[v4,net-next,3/5] tcp: Forbid to bind more than one sockets haveing SO_REUSEADDR and SO_REUSEPORT per EUID.

Message ID 20200308181615.90135-4-kuniyu@amazon.co.jp
State New
Headers show
Series
  • Improve bind(addr, 0) behaviour.
Related show

Commit Message

Kuniyuki Iwashima March 8, 2020, 6:16 p.m.
If there is no TCP_LISTEN socket on a ephemeral port, we can bind multiple
sockets having SO_REUSEADDR to the same port. Then if all sockets bound to
the port have also SO_REUSEPORT enabled and have the same EUID, all of them
can be listened. This is not safe.

Let's say, an application has root privilege and binds sockets to an
ephemeral port with both of SO_REUSEADDR and SO_REUSEPORT. When none of
sockets is not listened yet, a malicious user can use sudo, exhaust
ephemeral ports, and bind sockets to the same ephemeral port, so he or she
can call listen and steal the port.

To prevent this issue, we must not bind more than one sockets that have the
same EUID and both of SO_REUSEADDR and SO_REUSEPORT.

On the other hand, if the sockets have different EUIDs, the issue above does
not occur. After sockets with different EUIDs are bound to the same port and
one of them is listened, no more socket can be listened.

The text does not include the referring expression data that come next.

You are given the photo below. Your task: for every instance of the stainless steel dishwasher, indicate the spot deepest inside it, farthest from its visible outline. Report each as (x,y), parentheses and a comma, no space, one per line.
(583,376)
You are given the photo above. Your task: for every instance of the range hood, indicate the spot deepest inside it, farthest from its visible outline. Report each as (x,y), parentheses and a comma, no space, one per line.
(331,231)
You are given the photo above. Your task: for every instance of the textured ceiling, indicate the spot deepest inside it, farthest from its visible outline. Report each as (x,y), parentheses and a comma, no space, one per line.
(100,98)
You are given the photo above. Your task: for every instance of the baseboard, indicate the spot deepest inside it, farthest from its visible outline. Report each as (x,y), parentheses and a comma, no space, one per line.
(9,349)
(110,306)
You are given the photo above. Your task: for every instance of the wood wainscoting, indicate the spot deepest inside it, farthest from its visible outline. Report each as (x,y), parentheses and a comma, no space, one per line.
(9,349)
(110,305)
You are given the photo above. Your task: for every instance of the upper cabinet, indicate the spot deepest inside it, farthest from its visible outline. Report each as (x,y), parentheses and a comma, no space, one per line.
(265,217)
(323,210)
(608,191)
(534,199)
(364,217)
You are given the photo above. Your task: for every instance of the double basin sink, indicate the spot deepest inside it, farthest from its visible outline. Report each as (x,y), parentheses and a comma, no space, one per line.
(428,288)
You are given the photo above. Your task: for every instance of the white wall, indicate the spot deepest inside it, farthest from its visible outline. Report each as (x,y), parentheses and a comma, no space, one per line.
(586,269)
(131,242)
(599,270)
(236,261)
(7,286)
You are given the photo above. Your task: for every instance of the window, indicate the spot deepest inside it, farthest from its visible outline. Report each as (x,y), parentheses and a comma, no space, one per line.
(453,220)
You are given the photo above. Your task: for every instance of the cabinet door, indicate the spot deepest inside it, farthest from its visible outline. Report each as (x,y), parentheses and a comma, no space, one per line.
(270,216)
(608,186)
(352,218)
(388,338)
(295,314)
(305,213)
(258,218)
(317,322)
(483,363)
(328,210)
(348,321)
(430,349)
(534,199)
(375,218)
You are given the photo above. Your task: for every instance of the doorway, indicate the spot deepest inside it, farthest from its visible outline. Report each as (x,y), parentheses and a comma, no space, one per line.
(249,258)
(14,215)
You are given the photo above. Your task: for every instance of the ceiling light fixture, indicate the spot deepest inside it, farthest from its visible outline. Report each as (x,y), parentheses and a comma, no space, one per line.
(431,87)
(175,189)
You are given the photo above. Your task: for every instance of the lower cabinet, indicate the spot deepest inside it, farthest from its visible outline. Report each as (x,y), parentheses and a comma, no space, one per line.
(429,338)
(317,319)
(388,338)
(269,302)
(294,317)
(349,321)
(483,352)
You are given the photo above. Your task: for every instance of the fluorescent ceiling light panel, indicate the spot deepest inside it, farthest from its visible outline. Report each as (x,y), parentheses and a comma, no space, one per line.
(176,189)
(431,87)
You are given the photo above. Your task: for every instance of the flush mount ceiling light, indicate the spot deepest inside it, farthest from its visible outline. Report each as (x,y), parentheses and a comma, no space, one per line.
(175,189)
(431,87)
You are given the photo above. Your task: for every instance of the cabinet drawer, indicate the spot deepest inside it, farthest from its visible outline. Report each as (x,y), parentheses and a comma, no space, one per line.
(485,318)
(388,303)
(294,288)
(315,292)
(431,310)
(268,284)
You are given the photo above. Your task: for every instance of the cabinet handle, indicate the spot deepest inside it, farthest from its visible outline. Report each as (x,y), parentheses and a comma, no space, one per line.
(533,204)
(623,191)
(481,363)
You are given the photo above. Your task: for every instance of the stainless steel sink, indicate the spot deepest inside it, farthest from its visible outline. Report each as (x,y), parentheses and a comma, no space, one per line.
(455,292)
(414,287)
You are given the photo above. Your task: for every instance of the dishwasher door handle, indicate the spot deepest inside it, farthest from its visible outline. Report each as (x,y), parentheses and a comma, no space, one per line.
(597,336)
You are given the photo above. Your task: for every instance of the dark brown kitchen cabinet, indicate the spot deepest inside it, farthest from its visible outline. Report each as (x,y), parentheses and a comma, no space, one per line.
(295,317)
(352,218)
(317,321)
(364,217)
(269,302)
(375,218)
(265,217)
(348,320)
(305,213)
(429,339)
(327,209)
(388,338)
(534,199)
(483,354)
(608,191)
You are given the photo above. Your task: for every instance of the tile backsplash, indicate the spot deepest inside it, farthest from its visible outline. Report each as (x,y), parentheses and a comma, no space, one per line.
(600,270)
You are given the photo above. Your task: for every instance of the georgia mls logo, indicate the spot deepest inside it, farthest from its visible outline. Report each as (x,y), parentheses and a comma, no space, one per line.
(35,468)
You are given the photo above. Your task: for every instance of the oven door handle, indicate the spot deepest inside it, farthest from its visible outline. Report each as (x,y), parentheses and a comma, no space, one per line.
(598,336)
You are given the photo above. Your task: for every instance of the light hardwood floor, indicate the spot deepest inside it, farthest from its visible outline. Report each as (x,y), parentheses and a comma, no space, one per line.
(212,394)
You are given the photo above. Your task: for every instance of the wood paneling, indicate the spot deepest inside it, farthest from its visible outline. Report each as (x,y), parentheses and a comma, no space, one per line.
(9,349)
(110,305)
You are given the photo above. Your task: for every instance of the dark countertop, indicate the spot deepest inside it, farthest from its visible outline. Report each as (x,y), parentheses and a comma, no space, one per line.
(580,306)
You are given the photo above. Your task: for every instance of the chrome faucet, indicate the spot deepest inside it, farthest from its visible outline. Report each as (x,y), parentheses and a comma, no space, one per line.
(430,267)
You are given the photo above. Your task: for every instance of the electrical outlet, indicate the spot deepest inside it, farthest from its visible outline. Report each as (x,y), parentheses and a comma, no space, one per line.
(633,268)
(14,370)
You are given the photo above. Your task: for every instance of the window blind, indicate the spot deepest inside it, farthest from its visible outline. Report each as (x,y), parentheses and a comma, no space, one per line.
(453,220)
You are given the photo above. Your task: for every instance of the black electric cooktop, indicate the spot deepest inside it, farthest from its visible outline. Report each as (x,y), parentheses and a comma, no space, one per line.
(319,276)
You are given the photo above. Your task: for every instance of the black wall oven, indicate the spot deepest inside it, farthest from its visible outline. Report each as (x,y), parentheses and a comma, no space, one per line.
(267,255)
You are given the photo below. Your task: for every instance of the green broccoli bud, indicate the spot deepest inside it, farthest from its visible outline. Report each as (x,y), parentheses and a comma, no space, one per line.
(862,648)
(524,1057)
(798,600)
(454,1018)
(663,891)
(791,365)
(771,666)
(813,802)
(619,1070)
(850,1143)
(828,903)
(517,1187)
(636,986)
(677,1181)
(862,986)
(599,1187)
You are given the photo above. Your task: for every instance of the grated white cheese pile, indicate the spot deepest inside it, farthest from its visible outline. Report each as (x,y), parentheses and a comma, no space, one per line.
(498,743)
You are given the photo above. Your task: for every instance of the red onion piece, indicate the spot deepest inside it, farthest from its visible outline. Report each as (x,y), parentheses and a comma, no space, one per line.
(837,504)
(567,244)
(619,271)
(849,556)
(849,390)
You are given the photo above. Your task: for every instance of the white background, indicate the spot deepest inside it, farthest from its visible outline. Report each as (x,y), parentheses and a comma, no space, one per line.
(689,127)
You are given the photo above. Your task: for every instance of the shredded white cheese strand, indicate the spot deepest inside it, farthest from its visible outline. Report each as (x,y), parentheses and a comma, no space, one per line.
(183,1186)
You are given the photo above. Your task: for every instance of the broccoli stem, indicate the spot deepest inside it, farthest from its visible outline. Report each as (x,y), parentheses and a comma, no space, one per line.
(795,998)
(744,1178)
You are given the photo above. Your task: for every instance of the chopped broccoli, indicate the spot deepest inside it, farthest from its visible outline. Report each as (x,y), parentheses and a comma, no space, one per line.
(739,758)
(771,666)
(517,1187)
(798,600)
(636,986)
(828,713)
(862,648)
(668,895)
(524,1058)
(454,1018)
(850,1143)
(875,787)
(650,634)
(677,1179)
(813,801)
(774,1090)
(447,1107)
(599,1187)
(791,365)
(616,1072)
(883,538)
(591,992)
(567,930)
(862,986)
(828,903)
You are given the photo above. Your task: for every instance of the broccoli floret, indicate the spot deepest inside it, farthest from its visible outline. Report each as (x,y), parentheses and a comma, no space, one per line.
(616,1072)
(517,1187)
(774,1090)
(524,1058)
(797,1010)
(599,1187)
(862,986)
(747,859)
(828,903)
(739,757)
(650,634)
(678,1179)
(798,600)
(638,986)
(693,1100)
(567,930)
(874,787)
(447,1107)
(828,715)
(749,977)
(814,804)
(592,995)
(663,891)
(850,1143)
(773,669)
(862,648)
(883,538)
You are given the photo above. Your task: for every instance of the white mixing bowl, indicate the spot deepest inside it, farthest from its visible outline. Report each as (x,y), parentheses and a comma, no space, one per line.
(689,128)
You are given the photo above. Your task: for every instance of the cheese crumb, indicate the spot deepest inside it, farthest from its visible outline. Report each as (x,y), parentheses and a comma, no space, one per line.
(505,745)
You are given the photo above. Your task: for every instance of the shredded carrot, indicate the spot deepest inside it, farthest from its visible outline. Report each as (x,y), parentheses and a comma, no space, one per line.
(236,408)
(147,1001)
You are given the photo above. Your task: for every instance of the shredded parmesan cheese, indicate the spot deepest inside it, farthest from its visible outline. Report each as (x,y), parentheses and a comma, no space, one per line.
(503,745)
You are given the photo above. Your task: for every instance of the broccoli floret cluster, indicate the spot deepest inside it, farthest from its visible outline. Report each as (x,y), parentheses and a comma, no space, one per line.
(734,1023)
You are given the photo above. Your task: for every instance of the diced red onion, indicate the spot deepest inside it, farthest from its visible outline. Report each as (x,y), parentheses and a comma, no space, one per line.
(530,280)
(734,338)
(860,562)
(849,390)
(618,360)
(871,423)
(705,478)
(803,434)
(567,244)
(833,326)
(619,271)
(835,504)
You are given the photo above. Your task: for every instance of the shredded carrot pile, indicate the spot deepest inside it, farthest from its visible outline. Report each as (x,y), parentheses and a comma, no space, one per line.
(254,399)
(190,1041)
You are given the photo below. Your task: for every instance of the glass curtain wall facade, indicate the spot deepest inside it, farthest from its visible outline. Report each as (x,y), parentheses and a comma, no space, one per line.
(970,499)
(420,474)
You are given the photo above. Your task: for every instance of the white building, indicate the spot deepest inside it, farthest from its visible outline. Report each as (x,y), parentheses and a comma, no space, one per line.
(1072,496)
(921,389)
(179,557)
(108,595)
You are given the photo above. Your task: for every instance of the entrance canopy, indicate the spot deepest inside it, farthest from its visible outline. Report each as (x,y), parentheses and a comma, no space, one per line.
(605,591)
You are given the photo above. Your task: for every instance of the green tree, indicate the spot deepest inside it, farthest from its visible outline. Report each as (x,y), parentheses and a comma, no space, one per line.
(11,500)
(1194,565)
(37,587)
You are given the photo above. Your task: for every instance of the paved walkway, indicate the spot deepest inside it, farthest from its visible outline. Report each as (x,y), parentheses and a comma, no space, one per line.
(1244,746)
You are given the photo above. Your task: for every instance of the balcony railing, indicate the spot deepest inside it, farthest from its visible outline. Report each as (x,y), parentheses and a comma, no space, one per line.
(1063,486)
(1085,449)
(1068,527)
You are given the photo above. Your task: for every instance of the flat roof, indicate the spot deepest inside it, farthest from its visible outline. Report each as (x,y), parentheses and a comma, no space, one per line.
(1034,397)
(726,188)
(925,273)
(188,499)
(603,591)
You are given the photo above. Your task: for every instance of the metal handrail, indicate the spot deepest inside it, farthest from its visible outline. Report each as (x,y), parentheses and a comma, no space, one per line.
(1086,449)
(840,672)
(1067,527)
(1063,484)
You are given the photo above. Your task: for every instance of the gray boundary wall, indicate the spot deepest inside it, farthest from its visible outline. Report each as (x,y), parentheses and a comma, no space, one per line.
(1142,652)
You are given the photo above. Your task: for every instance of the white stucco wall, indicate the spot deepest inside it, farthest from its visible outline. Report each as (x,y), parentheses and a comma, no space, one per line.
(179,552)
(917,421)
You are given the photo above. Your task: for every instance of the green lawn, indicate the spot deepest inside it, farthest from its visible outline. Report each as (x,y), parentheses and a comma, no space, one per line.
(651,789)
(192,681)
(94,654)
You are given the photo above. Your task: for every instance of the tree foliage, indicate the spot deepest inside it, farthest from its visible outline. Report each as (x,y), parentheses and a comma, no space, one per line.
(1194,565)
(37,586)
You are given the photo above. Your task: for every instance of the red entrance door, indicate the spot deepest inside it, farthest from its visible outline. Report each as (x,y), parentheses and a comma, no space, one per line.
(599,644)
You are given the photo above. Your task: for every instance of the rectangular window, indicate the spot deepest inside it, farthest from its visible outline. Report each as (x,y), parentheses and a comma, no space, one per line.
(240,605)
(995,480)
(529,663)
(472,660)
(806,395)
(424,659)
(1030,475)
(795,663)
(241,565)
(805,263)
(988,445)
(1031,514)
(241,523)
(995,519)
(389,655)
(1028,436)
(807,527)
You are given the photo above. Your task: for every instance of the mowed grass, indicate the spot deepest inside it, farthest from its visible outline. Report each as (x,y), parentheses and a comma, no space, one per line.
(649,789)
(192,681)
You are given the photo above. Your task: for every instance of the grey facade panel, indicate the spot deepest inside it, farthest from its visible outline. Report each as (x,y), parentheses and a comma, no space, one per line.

This is because the
condition below is evaluated true and listen() for the second socket fails.

			} else if (!reuseport_ok ||
				   !reuseport || !sk2->sk_reuseport ||
				   rcu_access_pointer(sk->sk_reuseport_cb) ||
				   (sk2->sk_state != TCP_TIME_WAIT &&
				    !uid_eq(uid, sock_i_uid(sk2)))) {
				if (inet_rcv_saddr_equal(sk, sk2, true))
					break;
			}

Therefore, on the same port, we cannot do listen() for multiple sockets with
different EUIDs and any other listen syscalls fail, so the problem does not
happen. In this case, we can still call connect() for other sockets that
cannot be listened, so we have to succeed to call bind() in order to fully
utilize 4-tuples.

Summarizing the above, we should be able to bind only one socket having
SO_REUSEADDR and SO_REUSEPORT per EUID.

Signed-off-by: Kuniyuki Iwashima <kuniyu@amazon.co.jp>
---
 net/ipv4/inet_connection_sock.c | 12 +++++++++---
 1 file changed, 9 insertions(+), 3 deletions(-)

Patch

diff --git a/net/ipv4/inet_connection_sock.c b/net/ipv4/inet_connection_sock.c
index cddeab240ea6..d27ed5fe7147 100644
--- a/net/ipv4/inet_connection_sock.c
+++ b/net/ipv4/inet_connection_sock.c
@@ -131,7 +131,7 @@  static int inet_csk_bind_conflict(const struct sock *sk,
 {
 	struct sock *sk2;
 	bool reuse = sk->sk_reuse;
-	bool reuseport = !!sk->sk_reuseport && reuseport_ok;
+	bool reuseport = !!sk->sk_reuseport;
 	kuid_t uid = sock_i_uid((struct sock *)sk);
 
 	/*
@@ -148,10 +148,16 @@  static int inet_csk_bind_conflict(const struct sock *sk,
 		     sk->sk_bound_dev_if == sk2->sk_bound_dev_if)) {
 			if (reuse && sk2->sk_reuse &&
 			    sk2->sk_state != TCP_LISTEN) {
-				if (!relax &&
+				if ((!relax ||
+				     (!reuseport_ok &&
+				      reuseport && sk2->sk_reuseport &&
+				      !rcu_access_pointer(sk->sk_reuseport_cb) &&
+				      (sk2->sk_state == TCP_TIME_WAIT ||
+				       uid_eq(uid, sock_i_uid(sk2))))) &&
 				    inet_rcv_saddr_equal(sk, sk2, true))
 					break;
-			} else if (!reuseport || !sk2->sk_reuseport ||
+			} else if (!reuseport_ok ||
+				   !reuseport || !sk2->sk_reuseport ||
 				   rcu_access_pointer(sk->sk_reuseport_cb) ||
 				   (sk2->sk_state != TCP_TIME_WAIT &&
 				    !uid_eq(uid, sock_i_uid(sk2)))) {